If the Democrats have their way, the 2006 Congressional elections will be the revenge of the mommy party.
Democratic women are running major campaigns in nearly half of the two dozen most competitive House races where their party hopes to pick up enough Republican seats to regain control of the House. Democratic strategists are betting that the voters' unrest and hunger for change — reflected consistently in public opinion polls — create the perfect conditions for their party's female candidates this year.
"In an environment where people are disgusted with politics in general, who represents clean and change?" asks Representative Rahm Emanuel of Illinois, the chairman of the Democratic Congressional Campaign Committee. "Women." Republicans, who have prospered in recent elections by running as the guardians of national security and clearly hope to do so again, dismiss this theory. But it will ultimately be tested in places like this Philadelphia suburb, where Lois Murphy, a 43-year-old lawyer and Democratic activist, lost a Congressional campaign in 2004 by just two percentage points.
This time, as she challenges the same Republican incumbent, Representative Jim Gerlach, Ms. Murphy said in an interview in her campaign headquarters in Narberth, she senses an electorate that is "really, really" ready for change, tired of the ethics scandals, and convinced "that their government has been letting them down." On whether her sex is a particular asset this year, Ms.
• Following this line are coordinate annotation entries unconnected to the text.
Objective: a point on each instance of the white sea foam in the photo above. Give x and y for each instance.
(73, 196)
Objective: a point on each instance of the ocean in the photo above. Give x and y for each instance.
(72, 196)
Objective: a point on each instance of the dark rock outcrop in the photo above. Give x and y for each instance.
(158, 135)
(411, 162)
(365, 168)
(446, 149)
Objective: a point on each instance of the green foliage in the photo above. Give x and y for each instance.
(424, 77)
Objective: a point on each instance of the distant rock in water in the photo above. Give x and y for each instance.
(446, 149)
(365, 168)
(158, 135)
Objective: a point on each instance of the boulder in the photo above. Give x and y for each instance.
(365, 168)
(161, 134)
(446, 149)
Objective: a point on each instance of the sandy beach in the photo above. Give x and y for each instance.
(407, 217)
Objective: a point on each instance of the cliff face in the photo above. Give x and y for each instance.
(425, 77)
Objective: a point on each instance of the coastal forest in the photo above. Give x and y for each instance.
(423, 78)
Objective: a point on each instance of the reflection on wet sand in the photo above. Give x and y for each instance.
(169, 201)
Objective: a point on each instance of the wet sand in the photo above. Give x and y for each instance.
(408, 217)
Murphy replied, "I leave that to the political experts, which I am not." But Ms. Murphy said that her agenda — ethics reform, fiscal responsibility, affordable health care, more sensitivity to the environment — was connecting with moderates in both political parties.
In another high-profile race, an open seat in Illinois's Sixth District in the Chicago suburbs, L. Tammy Duckworth, a former Army helicopter pilot who lost both legs in Iraq, locked up the Democratic nomination in a narrow primary victory on Tuesday — over another woman. "It's about change on so many levels," said Ms. Duckworth of her campaign, which she said would focus heavily on the need to improve and expand health care. "If being a woman underscores that, makes it clear that I'm going to be an effective agent of change, that's great."